Multi-sensor projection and linking. Because the dataset is LiDAR fusion, the tool uses preloaded extrinsics and intrinsics to project the 3D cuboid onto the aligned camera image in real time. It also creates a 2D bounding box and a 2D cuboid in the image view. These instances share the same trackID and trackName, so downstream models can treat them as one physical object across modalities.
Refine the cuboid. Adjust position, size, and rotation in the 3D view. Resize by dragging faces, rotate with the rotation controls, and translate the whole box. Here we need to make it include all points that belong to the object, excluding nearby objects, infrastructure, and ground returns.
Set attributes. On the floating panel, pick the “car” class and fill in occlusion and truncation based on visual evidence.
Optional: Auto-annotation (pre-labeling). For efficiency, annotators can run a built-in pretrained model. On BasicAI platform, this can be triggered via the “brain” button for one-click inference. The model proposes cuboids for vehicles and other classes across the scene. The human role shifts from drawing to verification and correction.
Save, exit, and export. After labeling all target objects in the frame (or across a 4D-BEV sequence), click Save, then close the UI. A manager can select completed items in the Data tab and run Export. Outputs are commonly produced in formats such as JSON or KITTI-style files.
Practical tips for 3D cuboid annotation
3D cuboid labeling is labor-heavy and easy to get wrong. Based on real project experience, here are some strategies to maintain high efficiency and quality.
Ensure tight fit. Avoid large empty margins, and do not cut off valid points. Rotate the 3D view often and inspect from multiple angles before finalizing.

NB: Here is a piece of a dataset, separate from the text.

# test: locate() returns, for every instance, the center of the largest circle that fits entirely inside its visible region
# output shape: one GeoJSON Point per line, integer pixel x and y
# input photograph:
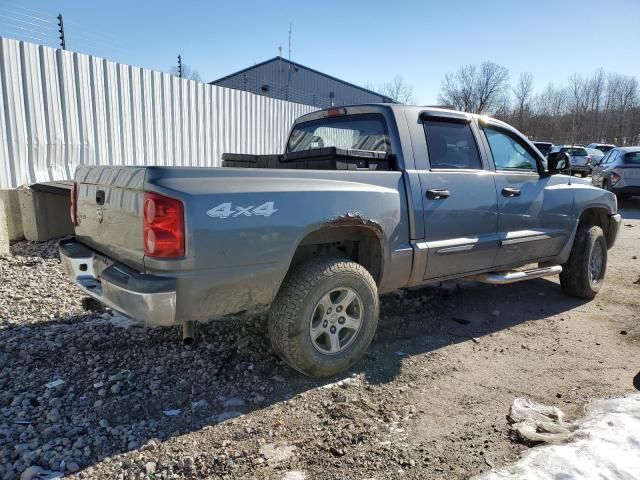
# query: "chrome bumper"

Align the bottom face to the ground. Most road and warehouse objects rest on the ground plane. Many tools like BasicAI can run ground segmentation to separate ground and non-ground points. Another simple tactic is to restrict the visible height range. For example, only showing points from 0.5-5m above ground to reduce clutter.

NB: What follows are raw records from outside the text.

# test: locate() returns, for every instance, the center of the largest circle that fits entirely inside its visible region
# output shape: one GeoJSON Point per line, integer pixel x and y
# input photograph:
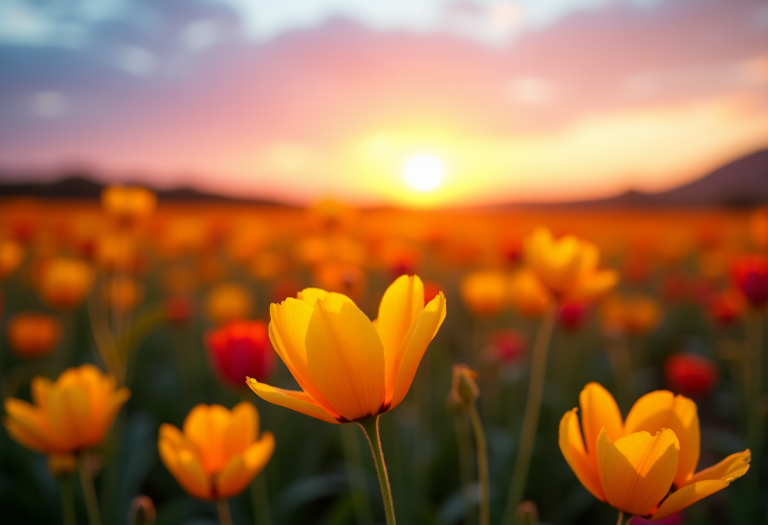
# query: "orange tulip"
{"type": "Point", "coordinates": [11, 255]}
{"type": "Point", "coordinates": [227, 303]}
{"type": "Point", "coordinates": [349, 368]}
{"type": "Point", "coordinates": [72, 414]}
{"type": "Point", "coordinates": [64, 283]}
{"type": "Point", "coordinates": [32, 334]}
{"type": "Point", "coordinates": [218, 452]}
{"type": "Point", "coordinates": [527, 295]}
{"type": "Point", "coordinates": [568, 267]}
{"type": "Point", "coordinates": [632, 464]}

Calibrate sensor alignment when using LiDAR fusion data. Visual mismatches between 3D point clouds and 2D camera images are common. BasicAI provides online calibration tools (the camera + gear button on the dataset page). Place a reference point on a clearly identifiable physical feature in the point cloud, then adjust its 2D projection in the corresponding camera image until the coordinate frames align.

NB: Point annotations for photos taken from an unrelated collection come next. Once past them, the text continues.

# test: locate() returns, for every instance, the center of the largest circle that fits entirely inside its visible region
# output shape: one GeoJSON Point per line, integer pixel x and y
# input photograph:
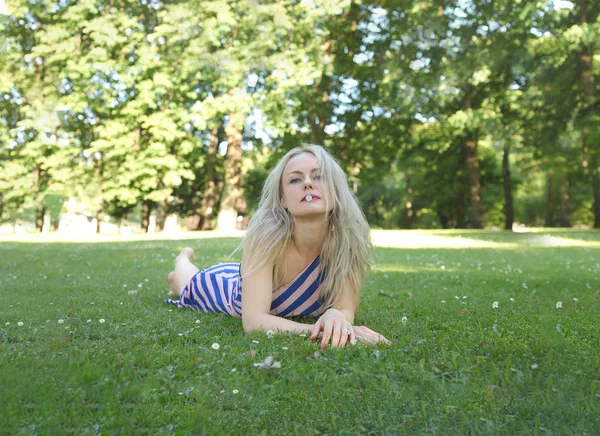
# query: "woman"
{"type": "Point", "coordinates": [305, 253]}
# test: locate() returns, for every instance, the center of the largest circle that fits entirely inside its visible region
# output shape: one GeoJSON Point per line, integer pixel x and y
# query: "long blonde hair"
{"type": "Point", "coordinates": [347, 246]}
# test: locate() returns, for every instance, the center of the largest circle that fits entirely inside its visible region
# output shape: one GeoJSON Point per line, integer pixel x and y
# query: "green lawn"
{"type": "Point", "coordinates": [91, 357]}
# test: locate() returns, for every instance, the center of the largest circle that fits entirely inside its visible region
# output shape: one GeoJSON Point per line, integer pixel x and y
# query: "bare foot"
{"type": "Point", "coordinates": [184, 271]}
{"type": "Point", "coordinates": [187, 252]}
{"type": "Point", "coordinates": [172, 284]}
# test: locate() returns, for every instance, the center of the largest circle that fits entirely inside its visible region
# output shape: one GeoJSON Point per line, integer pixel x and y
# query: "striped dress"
{"type": "Point", "coordinates": [219, 289]}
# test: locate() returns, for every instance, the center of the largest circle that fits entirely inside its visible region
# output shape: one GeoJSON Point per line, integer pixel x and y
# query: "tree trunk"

Human-model coupling. Advanced platforms like BasicAI include pre-trained ML models that detect common classes and propose cuboids. For sequences, auto tracking features can propagate cuboids across frames and keep stable object IDs.
Consider partnering with professional annotation providers. 3D cuboid annotation demands significant cognitive load, substantial hardware resources, and specialized expertise. Leading AI teams frequently work with dedicated annotation companies that bring robust multi-tier QA frameworks and purpose-built infrastructure to deliver high-quality, consistent 3D annotations at industrial scale. This directly supports safer, more reliable AI models in production.